Aquí he escrito todo lo que he escrito y dicho todo lo que he dicho, y me atengo a las consecuencias.
Hice mi pequeña parte, apoyando en campañas de alfabetización durante muchos años.
Mis abuelos, mis tíos, mi padre murieron aquí y aquí están enterrados.
Doy conferencias gratuitas de fomento a la lectura, allí donde me llaman, siempre con inmenso placer y por devolverle, mínimamente, algo al país que me lo ha dado todo.
Viajo en Metro y no me pierdo en el Centro.
He sido asaltado.
Puedo alburear con cierta destreza. (No a ustedes).
Vivo en un barrio de la periferia, rodeado de buenas personas que me tratan como a un igual.
Me indigno con lo que pasa diariamente alrededor nuestro.
He pasado horas en atascos de tráfico.
Hago cola en los bancos, en Hacienda, en la oficina de licencias, como todos.
Sé que es un país injusto, racista, clasista, corrupto, y sin embargo, todo eso me brinda la oportunidad de hacer algo para cambiarlo.
Canto en la regadera como Pedro Infante. Sin éxito.
Aquí me moriré, no sin antes insistir hasta el aburrimiento para que sea un mejor país donde quepamos todos y todas las voces sean escuchadas.
Desprecio, como usted, a los diputados y senadores que no hacen su trabajo.
Así, que, soy mexicano. No me echo para atrás ni para agarrar vuelo.

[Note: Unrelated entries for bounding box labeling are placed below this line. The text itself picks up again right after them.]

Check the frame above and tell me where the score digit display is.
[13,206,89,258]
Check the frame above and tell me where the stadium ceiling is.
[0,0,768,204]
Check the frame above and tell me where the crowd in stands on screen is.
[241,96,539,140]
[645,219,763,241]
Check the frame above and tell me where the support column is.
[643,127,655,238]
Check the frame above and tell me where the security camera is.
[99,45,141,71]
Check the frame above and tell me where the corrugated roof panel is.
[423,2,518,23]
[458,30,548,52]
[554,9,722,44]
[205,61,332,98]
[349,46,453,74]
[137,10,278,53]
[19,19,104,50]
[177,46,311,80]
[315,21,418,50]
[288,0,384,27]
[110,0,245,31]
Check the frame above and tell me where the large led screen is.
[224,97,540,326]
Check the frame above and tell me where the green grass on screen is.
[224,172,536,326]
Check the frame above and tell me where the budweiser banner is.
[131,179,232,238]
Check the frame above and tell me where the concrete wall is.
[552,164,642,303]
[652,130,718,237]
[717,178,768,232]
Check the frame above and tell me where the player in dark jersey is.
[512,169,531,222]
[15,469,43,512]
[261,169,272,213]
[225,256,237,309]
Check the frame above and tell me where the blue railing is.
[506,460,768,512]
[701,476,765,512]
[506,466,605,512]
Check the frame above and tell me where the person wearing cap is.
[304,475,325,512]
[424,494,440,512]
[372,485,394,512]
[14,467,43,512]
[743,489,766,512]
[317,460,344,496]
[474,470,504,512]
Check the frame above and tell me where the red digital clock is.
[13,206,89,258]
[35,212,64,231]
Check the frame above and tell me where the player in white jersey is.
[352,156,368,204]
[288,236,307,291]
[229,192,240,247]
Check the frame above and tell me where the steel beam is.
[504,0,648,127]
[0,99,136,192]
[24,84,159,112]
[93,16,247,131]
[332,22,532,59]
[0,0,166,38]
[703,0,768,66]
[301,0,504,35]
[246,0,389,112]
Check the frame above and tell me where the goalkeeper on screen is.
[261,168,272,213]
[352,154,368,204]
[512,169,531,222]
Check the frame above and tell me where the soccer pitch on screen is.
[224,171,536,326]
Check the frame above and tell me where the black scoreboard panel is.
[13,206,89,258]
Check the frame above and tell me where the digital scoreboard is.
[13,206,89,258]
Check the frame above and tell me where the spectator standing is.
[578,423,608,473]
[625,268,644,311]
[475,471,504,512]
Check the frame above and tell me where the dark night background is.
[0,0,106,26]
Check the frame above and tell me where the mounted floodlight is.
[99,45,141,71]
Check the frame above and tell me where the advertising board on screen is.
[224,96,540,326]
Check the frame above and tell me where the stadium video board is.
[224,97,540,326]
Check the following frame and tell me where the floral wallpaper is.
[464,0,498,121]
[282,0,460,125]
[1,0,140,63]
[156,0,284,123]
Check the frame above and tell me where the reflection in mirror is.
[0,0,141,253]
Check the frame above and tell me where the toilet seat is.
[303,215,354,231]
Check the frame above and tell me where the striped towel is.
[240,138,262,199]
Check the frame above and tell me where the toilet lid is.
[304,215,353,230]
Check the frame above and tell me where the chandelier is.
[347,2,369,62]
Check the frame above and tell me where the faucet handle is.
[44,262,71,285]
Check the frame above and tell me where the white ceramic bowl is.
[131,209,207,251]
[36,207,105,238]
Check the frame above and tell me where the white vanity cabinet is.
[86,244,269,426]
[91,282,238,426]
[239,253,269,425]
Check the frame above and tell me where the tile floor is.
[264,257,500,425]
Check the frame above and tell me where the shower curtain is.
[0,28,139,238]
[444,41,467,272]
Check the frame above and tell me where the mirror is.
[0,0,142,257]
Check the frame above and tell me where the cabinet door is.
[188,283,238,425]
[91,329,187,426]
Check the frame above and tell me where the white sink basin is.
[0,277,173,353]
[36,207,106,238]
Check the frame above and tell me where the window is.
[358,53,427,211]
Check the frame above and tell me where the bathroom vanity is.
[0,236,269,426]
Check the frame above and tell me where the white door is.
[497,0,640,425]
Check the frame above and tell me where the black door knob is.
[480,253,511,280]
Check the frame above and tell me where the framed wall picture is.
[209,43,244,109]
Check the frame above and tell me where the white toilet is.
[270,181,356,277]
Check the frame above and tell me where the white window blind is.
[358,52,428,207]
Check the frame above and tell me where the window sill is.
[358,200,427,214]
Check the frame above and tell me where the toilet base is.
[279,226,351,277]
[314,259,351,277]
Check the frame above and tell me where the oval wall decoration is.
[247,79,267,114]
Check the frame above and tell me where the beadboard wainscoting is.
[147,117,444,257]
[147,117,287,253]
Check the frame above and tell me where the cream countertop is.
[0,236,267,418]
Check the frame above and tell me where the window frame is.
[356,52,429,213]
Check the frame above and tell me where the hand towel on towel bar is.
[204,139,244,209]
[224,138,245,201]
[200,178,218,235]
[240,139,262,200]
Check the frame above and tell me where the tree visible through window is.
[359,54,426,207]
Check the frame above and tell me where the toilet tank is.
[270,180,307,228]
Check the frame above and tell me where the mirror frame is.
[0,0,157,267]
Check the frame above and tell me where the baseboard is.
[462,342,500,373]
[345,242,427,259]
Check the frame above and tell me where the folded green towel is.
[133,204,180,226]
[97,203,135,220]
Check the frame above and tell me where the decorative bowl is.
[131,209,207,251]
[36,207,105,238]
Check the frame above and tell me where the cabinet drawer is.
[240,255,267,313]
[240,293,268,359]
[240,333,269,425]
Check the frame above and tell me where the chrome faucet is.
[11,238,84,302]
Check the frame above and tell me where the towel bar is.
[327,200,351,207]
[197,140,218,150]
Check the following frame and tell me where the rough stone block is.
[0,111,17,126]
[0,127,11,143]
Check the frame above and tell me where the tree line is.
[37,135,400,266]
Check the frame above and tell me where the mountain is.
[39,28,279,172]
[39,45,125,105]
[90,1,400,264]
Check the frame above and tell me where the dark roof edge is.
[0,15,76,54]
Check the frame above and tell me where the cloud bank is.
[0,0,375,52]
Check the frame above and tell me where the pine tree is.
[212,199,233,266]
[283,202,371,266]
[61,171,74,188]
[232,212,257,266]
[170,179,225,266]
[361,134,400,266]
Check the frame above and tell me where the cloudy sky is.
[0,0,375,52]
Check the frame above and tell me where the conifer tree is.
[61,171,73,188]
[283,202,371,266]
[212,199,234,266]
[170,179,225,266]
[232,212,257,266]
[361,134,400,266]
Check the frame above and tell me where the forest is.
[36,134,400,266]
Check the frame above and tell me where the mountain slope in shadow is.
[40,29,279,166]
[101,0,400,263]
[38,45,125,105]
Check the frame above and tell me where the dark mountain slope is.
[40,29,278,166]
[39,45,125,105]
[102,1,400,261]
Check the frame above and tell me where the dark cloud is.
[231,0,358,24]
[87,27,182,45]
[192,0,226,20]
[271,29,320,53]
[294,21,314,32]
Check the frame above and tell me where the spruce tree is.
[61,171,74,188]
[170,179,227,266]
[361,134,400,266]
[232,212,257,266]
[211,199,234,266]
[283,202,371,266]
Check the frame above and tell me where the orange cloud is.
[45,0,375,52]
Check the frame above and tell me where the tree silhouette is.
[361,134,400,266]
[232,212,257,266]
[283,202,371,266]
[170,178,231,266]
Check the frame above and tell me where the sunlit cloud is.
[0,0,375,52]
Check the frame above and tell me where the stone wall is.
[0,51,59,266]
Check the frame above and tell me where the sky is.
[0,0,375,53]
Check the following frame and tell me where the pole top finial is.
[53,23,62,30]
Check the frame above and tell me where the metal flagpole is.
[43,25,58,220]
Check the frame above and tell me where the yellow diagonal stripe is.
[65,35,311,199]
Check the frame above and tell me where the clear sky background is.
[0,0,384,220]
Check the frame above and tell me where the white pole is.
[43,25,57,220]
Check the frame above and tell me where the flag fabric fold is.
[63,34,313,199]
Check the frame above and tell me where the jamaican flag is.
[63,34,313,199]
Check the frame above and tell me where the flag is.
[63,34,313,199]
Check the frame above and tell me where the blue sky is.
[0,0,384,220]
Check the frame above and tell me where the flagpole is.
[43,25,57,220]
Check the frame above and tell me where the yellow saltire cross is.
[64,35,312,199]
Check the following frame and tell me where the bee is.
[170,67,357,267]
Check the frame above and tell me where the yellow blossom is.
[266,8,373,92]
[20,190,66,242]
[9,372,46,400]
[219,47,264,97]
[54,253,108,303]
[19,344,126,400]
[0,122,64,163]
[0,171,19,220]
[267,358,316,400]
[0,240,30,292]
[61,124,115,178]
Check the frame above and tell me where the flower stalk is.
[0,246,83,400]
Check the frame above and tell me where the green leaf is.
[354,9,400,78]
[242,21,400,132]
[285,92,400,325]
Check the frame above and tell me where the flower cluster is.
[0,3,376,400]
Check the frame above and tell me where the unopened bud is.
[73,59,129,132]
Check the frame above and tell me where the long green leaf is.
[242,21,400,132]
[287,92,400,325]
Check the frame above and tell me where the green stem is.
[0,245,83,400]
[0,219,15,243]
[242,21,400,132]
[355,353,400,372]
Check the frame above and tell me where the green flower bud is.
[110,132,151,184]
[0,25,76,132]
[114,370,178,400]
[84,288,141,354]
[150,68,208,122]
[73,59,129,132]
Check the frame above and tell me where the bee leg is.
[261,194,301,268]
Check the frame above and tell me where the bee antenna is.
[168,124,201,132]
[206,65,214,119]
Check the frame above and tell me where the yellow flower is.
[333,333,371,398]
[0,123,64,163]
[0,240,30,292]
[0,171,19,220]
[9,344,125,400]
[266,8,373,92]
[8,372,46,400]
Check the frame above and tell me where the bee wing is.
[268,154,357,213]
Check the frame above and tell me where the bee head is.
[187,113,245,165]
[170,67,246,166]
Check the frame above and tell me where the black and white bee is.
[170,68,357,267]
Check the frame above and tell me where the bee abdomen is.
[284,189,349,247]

Y ésta noche, lejos de la parafernalia anquilosada de la ceremonia oficial, de cualquier ceremonia oficial, daré junto con un montón de amigos mexicanos el grito, recordando aquel otro con el cual nos convertimos en nación. Muy orgullosamente.
Sin embargo, mi patria está donde esté mi mujer, mi familia, mis amigos, mis muertos, mis libros, mis santos laicos, mi corazón, que una vez más, entrego sin reservas.